There are similar stories. Biathlete Josh Thompson sold T-shirts to support himself. Speed skater Eric Flaim said his coach could not afford to accompany him to the world championships. Blair had to practice at 6 a.m. each morning while in school because the rink was too busy the rest of the day.
“The DDR (East Germany) doesn’t sit back and wait for athletes to develop,” DeFrantz said. “I’m not saying we should adopt their system. The United States is built on diversity. I think we can create different ways of doing the same thing.”
That already is happening in Los Angeles. DeFrantz is president of the Amateur Athletic Foundation, which helps finance sports projects for youths in the city.
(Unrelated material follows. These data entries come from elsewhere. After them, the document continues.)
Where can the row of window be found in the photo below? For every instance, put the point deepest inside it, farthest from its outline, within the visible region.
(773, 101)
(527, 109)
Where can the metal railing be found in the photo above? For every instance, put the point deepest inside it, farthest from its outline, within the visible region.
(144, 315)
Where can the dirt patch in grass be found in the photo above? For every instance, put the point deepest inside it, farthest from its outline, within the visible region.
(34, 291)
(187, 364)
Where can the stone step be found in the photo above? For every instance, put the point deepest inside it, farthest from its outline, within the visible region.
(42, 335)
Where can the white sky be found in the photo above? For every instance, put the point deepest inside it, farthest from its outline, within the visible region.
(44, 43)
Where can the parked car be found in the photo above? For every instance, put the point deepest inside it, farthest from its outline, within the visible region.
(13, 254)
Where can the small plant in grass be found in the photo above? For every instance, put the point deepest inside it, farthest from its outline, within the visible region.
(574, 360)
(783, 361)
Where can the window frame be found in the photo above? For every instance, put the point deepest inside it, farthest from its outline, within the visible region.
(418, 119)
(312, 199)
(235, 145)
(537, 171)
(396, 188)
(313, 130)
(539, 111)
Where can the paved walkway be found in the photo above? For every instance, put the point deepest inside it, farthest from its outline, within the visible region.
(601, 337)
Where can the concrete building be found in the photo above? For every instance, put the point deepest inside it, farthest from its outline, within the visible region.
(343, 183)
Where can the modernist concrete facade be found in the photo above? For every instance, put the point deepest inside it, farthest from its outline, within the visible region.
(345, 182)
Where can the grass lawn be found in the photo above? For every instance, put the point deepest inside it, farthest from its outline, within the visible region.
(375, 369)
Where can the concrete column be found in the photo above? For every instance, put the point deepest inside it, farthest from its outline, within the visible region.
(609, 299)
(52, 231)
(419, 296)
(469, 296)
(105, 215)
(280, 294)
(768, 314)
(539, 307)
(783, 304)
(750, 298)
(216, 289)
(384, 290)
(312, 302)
Most recently, the AAF put two local ice hockey clubs together with area rinks and the L.A. Kings to develop a program for youths in 10 different areas of the city.
The AAF exists because of a $93 million legacy from the L.A. Olympics. Indianapolis has a similar program because of its legacy from the 1987 Pan American Games and an endowment from the Lilly Foundation. DeFrantz said other cities should follow, not only to develop elite athletes but to provide recreational outlets for children.
“If we’ve made a mistake, it’s been in assuming that everything is going to work out,” she said. “We’ve got to do something now.”